The Pope and the Internet

I just encountered how much difference thoughtful attention and analysis makes when presenting news. The fact: on January 24, on the occasion of the "45th World Day of Social Communications", Pope Benedict XVI issued a new encyclical titled "Truth, Proclamation and the Authenticity of Life in the Digital Age." You can read the English version here. If you scroll up or down on the same page you can read it in any of the five other languages.

From the many online reflections and reactions l want to mention the first two that reached me. The piece at "Houston Belief," titled "Pope warms against dangers of creating fake online profiles" doesn't specify the apropos for the prost (the above encyclical), picks a few sentences from it without explanation or reflection and adds a few anecdotes. This is a mix of bad journalism (no clear references, no description of what it is about, and minimal context) and good (the anecdotes are providing further insights into the Pope and Vatican's relations to the internet, beyond what's in the new document.) What makes the online piece even worse from a usability perspective is how some words are linked to related topics on the website Houston Belief is part of (chron.com).
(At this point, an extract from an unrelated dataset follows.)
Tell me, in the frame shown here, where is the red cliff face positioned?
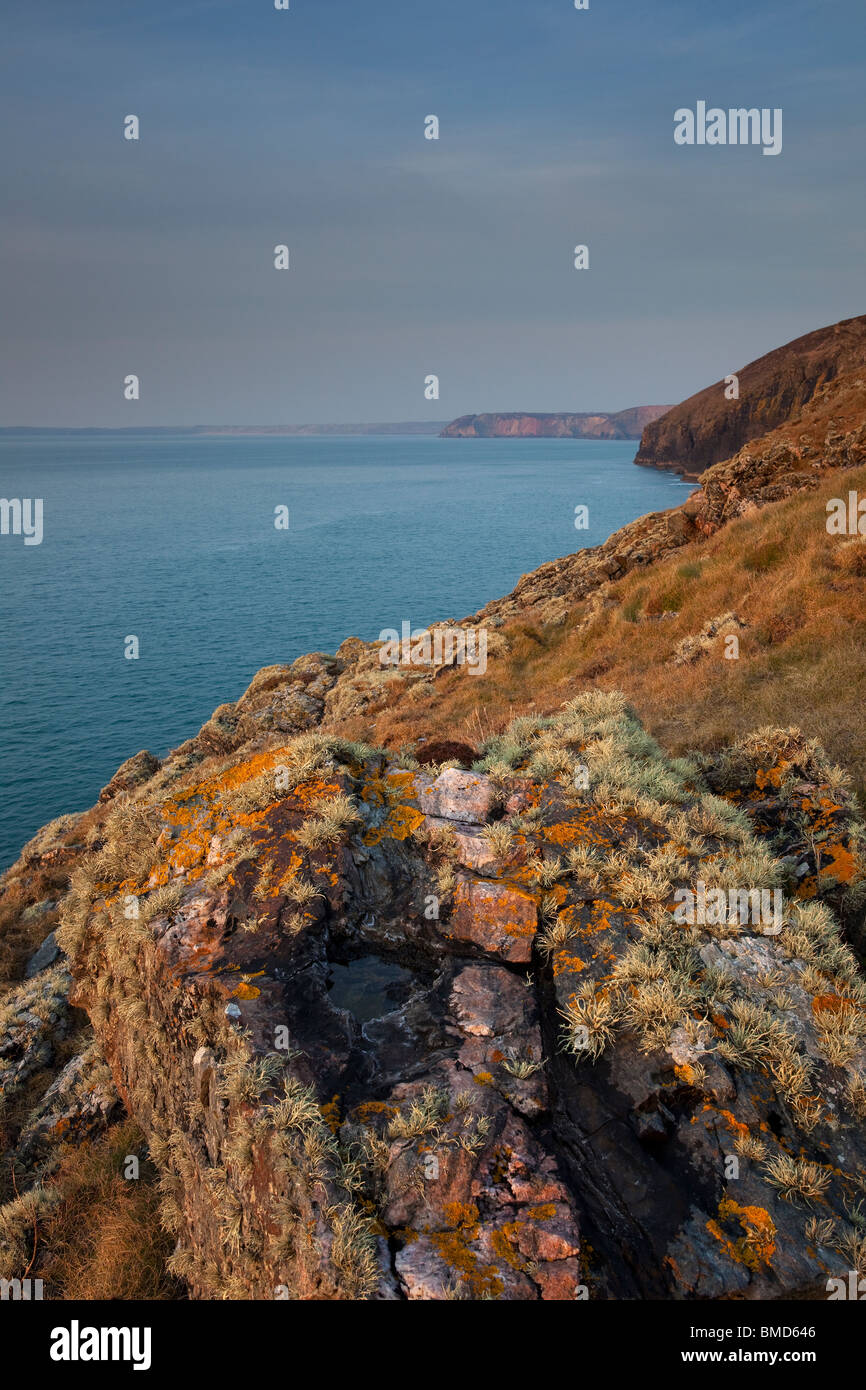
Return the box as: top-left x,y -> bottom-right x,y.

For example when it mentions the Vatican's YouTube channel it links to articles about YouTube at chron.com as opposed to say the Vatican's YouTube channel.

Enough of that, let me turn my attention to Elizabeth Drescher's analysis at ReligionDispatches: "Pope Invites his Flock to Join Facebook: Is the Digital Reformation Here?" In the opening sections she manages to describe how active and intertwined her digital life is, specify and link to the Pope's message, connect to several other thinkers who reflected on the Pope's message. Then she goes into her own reflections, that are strongly connected with other people's. Here are some of the key ideas mentioned, but you should read the whole article to fully understand them:

  • The Pope embraced "digital space as a site for the meaningful expansion and enrichment of social, intellectual, and spiritual relatedness"
  • the Pope’s letter errs in assuming that digital media are the particular provenance of the young
  •  “one-sidedness of… interaction” in digital communications betrayed a lack of practical familiarity with social media
  •  “the tendency to communicate only some parts of one’s interior world, the risk of constructing a false image of oneself” also betrays a certain unfamiliarity with communication practices in daily life generally, digital or otherwise. 
  • the papal encyclical is to be lauded for framing the overall discussion in cultural, ethical, and spiritual terms rather than narrowly technical or functional one
  • ..this does not mean that relationships developed in global, digital spaces are any less “real” than those with the neighbor down the street

The rest of the article mostly talks about the blurring of the virtual/real boundary, particularly how social books (books as apps) can help that.